I glanced over my shoulder. The winged fiends were keeping pace with me every step of the way, bobbing and weaving in tight formation, waiting for me to make the mistake of shortening my stride or decreasing speed. My right hand and left arm were already bloody from swatting one mosquito after it had drunk its fill, and I expected far worse to happen if I stopped for a drink of water.
I jogged ahead, hoping to lose the tenacious swarm, but the gambit only worked a few minutes at a time and left me fighting to catch my breath on the steep mountain trail. A sign at the Mt. Thielsen trailhead had warned about a recent windstorm demolishing part of the route to the summit, and I greatly feared what would happen if the mosquitoes caught up to me while I was struggling through the deadfall.
Really, I wasn’t even supposed to be here. Plans to backpack with friends in the Trinity Alps were cancelled, however, due to the eruption of thirteen major forest fires in Northern California. The thick yellow haze colored everything in the sepia tones of old photographs, creating a nostalgic atmosphere in the city of Redding that I might have explored further if it weren’t for the convoys of fire trucks pouring in and out of the Trinity Alps region.
I thought I had escaped the smoke by coming into Oregon, but overnight, the winds had carried the haze across the state line. When I saw the murky air outside my tent this morning, perhaps I should have continued north towards Washington, but I needed the exercise if I wanted to climb 12,276-foot Mt. Adams in a few days without succumbing to altitude sickness. The current hike was a compromise between high-altitude acclimatization and potential lung damage from smoke inhalation.
With hungry mosquitoes in hot pursuit, I entered the blowdown area, where the biggest trees in the forest had been leveled by a colossal wind. Trail crews had begun to chainsaw a path through the devastation, but I still had to hike in and out of deep pits left by overturned root systems. As I feared, the trail then disappeared completely beneath an impenetrable thicket of splintered trunks and churned earth. Rarely had I seen such complete obliteration of a natural landscape. Thankfully, the mosquitoes called off their relentless attack where the trail ended, as if they themselves were hesitant to venture out into the wasteland.

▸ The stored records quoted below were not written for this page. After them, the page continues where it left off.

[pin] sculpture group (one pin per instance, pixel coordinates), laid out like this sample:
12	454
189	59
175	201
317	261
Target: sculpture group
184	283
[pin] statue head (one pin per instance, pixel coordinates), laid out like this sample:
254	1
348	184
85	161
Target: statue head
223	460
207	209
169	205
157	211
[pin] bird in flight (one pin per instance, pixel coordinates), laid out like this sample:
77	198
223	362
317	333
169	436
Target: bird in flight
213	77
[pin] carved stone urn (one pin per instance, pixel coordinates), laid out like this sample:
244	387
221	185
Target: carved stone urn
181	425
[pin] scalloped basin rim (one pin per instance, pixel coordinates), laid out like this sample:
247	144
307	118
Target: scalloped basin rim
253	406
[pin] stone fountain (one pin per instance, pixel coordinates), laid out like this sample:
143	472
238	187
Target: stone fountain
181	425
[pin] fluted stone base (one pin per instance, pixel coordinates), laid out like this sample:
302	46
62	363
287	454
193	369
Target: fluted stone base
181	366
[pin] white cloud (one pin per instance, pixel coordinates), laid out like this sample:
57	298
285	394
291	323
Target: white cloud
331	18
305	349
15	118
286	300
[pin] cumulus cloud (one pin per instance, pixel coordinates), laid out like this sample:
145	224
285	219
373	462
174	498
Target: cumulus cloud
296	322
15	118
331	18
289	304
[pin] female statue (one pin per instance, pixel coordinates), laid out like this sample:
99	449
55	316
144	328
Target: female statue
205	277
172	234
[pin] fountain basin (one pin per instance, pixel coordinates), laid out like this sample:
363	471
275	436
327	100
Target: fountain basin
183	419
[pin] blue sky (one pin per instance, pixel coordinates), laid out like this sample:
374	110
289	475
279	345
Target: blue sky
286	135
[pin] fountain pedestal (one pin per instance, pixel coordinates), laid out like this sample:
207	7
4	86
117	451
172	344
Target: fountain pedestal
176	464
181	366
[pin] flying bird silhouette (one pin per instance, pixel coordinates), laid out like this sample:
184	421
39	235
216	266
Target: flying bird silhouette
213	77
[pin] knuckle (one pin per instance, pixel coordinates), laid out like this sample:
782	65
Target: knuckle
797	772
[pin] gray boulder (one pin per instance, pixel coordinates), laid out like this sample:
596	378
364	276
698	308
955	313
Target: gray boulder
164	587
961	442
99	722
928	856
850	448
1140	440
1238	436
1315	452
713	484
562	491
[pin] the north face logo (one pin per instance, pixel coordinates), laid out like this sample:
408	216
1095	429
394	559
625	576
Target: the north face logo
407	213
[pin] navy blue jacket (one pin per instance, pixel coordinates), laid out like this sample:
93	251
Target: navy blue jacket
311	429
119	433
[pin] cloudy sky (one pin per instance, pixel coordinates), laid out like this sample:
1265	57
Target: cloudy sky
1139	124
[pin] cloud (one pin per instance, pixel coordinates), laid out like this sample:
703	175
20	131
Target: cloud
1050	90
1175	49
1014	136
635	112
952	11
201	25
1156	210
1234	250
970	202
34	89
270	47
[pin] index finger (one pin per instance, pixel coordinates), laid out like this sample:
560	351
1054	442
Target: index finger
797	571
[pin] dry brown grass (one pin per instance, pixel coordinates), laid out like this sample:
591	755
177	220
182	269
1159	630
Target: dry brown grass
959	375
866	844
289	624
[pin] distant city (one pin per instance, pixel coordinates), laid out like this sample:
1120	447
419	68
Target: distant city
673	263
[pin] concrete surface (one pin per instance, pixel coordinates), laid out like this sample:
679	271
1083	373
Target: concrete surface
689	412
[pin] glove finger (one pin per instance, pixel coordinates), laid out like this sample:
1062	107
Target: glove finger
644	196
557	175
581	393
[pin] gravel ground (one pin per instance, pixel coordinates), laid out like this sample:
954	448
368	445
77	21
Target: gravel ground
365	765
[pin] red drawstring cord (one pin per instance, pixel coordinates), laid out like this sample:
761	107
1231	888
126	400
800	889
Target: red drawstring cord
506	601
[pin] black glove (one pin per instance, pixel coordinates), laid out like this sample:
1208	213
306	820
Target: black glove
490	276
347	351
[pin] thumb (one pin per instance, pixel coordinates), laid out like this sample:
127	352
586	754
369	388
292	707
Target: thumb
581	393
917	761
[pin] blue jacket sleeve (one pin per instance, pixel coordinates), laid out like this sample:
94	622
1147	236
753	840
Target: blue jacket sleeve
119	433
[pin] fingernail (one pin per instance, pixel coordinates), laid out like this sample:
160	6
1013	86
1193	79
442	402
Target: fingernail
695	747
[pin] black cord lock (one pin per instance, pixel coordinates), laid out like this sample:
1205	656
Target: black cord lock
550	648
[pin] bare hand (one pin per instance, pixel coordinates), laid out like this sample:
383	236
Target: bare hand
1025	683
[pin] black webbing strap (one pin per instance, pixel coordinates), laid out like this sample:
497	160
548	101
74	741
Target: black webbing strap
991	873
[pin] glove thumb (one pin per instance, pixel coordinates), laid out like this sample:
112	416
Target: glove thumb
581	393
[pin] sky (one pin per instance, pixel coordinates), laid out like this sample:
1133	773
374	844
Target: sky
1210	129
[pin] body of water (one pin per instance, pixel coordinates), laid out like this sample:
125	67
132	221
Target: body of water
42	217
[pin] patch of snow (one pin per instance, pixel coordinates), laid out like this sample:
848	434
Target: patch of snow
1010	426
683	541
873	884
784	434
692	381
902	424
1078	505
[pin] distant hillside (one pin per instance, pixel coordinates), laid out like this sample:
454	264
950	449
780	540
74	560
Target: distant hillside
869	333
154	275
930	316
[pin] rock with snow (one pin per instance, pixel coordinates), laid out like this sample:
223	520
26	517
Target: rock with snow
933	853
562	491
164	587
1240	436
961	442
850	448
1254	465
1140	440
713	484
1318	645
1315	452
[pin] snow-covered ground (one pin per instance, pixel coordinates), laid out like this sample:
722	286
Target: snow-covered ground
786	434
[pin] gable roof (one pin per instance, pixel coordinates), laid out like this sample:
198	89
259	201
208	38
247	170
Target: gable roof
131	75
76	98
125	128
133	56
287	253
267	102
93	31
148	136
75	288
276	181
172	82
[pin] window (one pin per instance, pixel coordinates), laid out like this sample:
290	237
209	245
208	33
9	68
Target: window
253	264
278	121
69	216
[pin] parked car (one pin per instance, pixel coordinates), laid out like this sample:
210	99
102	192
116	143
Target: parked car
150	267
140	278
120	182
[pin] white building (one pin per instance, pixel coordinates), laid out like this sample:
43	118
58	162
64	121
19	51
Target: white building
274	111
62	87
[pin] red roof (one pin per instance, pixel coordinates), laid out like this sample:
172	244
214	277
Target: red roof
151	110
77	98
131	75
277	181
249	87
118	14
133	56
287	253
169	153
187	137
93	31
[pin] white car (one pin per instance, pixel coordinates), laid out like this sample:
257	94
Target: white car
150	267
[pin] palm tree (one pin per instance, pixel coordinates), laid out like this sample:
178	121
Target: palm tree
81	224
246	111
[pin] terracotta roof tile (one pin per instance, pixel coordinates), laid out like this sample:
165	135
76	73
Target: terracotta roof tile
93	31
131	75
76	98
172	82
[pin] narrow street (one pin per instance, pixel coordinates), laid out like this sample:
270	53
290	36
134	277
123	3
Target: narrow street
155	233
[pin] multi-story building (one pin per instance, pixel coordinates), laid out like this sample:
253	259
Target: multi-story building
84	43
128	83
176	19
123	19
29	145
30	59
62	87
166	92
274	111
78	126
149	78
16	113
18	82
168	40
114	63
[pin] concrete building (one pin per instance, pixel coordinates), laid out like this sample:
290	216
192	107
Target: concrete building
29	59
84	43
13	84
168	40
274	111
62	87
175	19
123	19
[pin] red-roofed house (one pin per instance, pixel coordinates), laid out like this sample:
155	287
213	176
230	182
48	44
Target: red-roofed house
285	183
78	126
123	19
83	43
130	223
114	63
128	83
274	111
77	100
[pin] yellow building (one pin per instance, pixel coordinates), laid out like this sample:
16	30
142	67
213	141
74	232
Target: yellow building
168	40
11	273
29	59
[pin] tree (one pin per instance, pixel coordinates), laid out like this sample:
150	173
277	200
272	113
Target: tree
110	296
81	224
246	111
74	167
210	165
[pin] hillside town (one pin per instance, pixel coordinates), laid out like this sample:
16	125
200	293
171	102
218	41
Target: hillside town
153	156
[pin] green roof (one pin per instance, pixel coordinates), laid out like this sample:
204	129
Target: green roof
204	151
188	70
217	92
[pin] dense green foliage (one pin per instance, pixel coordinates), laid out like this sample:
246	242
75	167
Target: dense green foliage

A scattering of ribbons designated approximately where the hillside trail used to be, so I began gingerly tightroping across the piled tree trunks, forging a new path above the chaotic debris. If I lost my balance and fell, my body would ricochet awkwardly off three or four logs before I hit the ground in an unnatural and probably comatose position. There was no other way through, but fortunately my sense of equilibrium sustained me until I could escape into friendlier forests.